Blessedness through virtue – An introduction to our new series of reflections for Lent, inspired by the Beatitudes
Lent is with us again. Though sometimes we are not very sure what this time is all about, somewhere in our hearts we hear the call to take it seriously, to find a meaningful way of preparing for the great Easter celebrations.
‘The Lenten message is to prepare hearts to change the world‘ said Mons Giovanni del Toso a few weeks ago as he presented the Pope’s message for Lent.
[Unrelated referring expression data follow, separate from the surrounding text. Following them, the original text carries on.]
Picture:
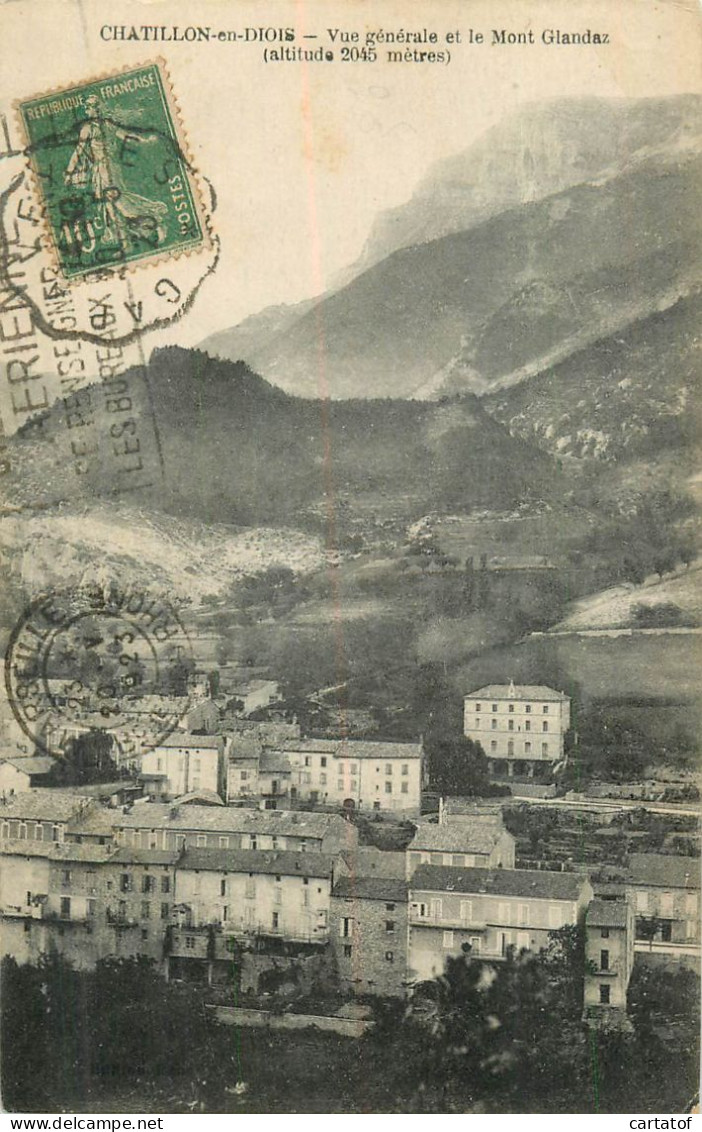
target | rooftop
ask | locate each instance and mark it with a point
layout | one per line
(228, 820)
(463, 835)
(503, 882)
(283, 863)
(662, 871)
(516, 692)
(131, 856)
(187, 739)
(32, 764)
(356, 748)
(607, 914)
(370, 888)
(43, 804)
And what better instrument to change our hearts than the prayerful listening to the Word of God?
The Beatitudes fill us with both hope and dread at the same time: hope for the sublime message they carry, which we find so appealing, the idea that the road to blessedness is a heart open to God and others; yet we feel dread because we discover ourselves so far from their spirit.
The Beatitudes address some of our biggest questions in ways that contradict our normal perceptions: they promise us blessedness – or as some translations put it, happiness. Yet, it intrigues us that not only the poor in spirit, the meek or the merciful are pronounced blessed, but also those who suffer and those who are persecuted.
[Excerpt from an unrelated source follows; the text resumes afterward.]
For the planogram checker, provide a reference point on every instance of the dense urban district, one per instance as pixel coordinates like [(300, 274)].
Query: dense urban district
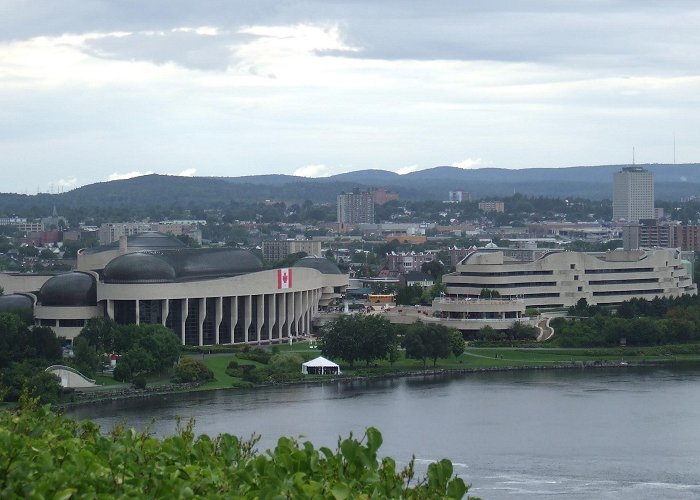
[(116, 302)]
The reflections on the Beatitudes (a new one will be published every few days throughout Lent) will alternate with similar reflections on a number of virtues. Virtues are those good habits, dispositions or attitudes that make us good persons. In our pluralistic world there is a growing interest in virtues, for while it is becoming more and more difficult to agree on what is right and wrong, we still share a common vision on what makes a good person: we still value a person who has integrity, truthfulness, generosity, humility. The Gospel tells us that a good tree bears good fruit, so that a good person spontaneously makes the right choices – if we wish to make the right choices we need to grow in virtue.
In today’s first reading the prophet Joel invites us to turn to God with all our hearts, avoiding mediocrity and seeking to grow in our friendship with God. This is true beatitude, and we look forward to travelling this road together during the weeks of Lent.